Baffert fought the disqualification of Medina Spirit from the Kentucky Derby, and lost. He fought the 90-day suspension handed him by the Kentucky Horse Racing Commission, and lost. He fought the two-year exclusion from Churchill Downs properties, and lost.

With each revival of legal arguments by his attorneys, more and more people began saying “enough already.” Baffert isn't doing himself any favors with this prolonged fight, and he's not helping the game, either.

But it's not like Churchill Downs Inc. and its management team are sympathetic figures. Look at the way they've treated people in the Illinois Thoroughbred industry, pulling the rug out from under them with the sale or Arlington Park, or how they've bullied Daily Racing Form off their properties. It's not a company that gives you warm and fuzzy feelings.

From the outset, it was clear that Churchill Downs banned Baffert over fears that he was damaging the most profitable racing brand in their portfolio of racetracks and casinos: the Kentucky Derby. Churchill officials, hoping to protect that brand, moved too soon with their punishment, rather than waiting for the board of stewards to investigate and do their job. What they seem to have forgotten is that no one individual has done more to popularize the Derby over the last 25 years than Baffert.

With just over 10 weeks until the May 6 Kentucky Derby, Baffert has an embarrassment of riches in the 3-year-old ranks, including Arabian Knight, the No. 1 horse on many Top 10 Derby prospect lists. The best of those horses are in the process of being transferred to former Baffert assistant Tim Yakteen, who saddled a pair of former Baffert runners in last year's Derby.
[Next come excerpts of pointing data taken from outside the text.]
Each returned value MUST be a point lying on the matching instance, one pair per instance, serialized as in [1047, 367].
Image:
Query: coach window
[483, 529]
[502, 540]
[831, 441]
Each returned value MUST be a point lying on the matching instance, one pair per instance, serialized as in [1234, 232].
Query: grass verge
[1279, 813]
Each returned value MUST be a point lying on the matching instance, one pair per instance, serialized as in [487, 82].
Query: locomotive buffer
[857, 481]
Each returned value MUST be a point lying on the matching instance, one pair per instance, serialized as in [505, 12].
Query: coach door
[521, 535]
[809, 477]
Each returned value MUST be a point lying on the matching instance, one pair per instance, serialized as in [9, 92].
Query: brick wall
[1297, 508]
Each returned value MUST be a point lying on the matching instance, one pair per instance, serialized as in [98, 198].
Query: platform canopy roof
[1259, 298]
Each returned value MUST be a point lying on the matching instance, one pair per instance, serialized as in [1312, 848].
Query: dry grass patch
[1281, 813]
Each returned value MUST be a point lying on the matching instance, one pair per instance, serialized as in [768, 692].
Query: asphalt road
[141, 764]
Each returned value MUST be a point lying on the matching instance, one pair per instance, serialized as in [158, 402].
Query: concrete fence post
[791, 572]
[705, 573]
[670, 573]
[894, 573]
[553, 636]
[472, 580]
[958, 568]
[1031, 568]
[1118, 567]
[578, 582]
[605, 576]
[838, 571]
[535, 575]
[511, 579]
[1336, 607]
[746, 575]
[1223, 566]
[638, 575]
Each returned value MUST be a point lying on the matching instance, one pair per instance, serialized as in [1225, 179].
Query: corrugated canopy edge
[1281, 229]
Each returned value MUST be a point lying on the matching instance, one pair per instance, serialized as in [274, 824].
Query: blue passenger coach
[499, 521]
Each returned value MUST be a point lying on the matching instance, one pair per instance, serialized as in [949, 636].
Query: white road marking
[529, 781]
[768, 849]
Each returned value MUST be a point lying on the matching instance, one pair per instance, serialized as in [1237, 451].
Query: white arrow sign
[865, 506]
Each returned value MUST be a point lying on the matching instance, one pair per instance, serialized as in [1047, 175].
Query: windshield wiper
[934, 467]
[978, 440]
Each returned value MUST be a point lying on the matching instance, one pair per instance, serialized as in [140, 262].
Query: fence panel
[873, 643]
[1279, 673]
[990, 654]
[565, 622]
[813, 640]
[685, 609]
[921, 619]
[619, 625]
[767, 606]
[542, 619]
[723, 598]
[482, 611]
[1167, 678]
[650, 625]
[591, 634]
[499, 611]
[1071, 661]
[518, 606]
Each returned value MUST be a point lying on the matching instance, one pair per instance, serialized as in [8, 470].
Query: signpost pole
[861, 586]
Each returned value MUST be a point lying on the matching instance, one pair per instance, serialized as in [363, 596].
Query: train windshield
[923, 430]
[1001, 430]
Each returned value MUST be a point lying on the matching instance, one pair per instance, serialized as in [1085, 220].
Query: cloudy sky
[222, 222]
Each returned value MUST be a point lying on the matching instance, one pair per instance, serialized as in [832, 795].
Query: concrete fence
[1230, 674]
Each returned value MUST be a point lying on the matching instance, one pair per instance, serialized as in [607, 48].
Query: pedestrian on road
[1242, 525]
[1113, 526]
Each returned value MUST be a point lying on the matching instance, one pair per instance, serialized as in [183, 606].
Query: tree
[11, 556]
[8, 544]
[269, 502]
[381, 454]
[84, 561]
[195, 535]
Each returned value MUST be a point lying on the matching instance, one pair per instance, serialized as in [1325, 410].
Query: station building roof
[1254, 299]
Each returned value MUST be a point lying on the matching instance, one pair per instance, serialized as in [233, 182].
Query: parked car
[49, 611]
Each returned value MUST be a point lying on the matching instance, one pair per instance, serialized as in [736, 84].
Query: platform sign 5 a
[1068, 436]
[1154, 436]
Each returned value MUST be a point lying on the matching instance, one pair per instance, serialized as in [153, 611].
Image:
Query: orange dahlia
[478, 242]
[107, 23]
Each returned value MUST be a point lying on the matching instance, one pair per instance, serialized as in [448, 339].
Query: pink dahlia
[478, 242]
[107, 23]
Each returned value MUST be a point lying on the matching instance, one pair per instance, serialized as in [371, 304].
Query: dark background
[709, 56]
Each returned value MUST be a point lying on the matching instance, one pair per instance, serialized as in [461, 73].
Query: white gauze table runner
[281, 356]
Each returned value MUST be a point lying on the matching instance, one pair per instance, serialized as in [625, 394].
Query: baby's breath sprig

If one or more horses from Baffert's barn earn qualifying points and run in this year's Kentucky Derby while under Yakteen's care, they can be immediately switched back to Baffert's barn for the Preakness and Belmont Stakes. If Churchill Downs is thinking “out of sight, out of mind,” when it comes to Baffert and the Derby, they are sadly mistaken. Baffert will be the story on the first Saturday in May, whether he's physically at Churchill Downs or not. It's going to be messy and won't do the Derby brand or the sport any good.

Much of this could have been avoided if both Baffert and Churchill Downs had gathered all the fact and allowed cooler heads to prevail, rather than engaging in a scorched earth war of words through the media and legal system. No one is coming out of this looking good.

That's my view from the eighth pole.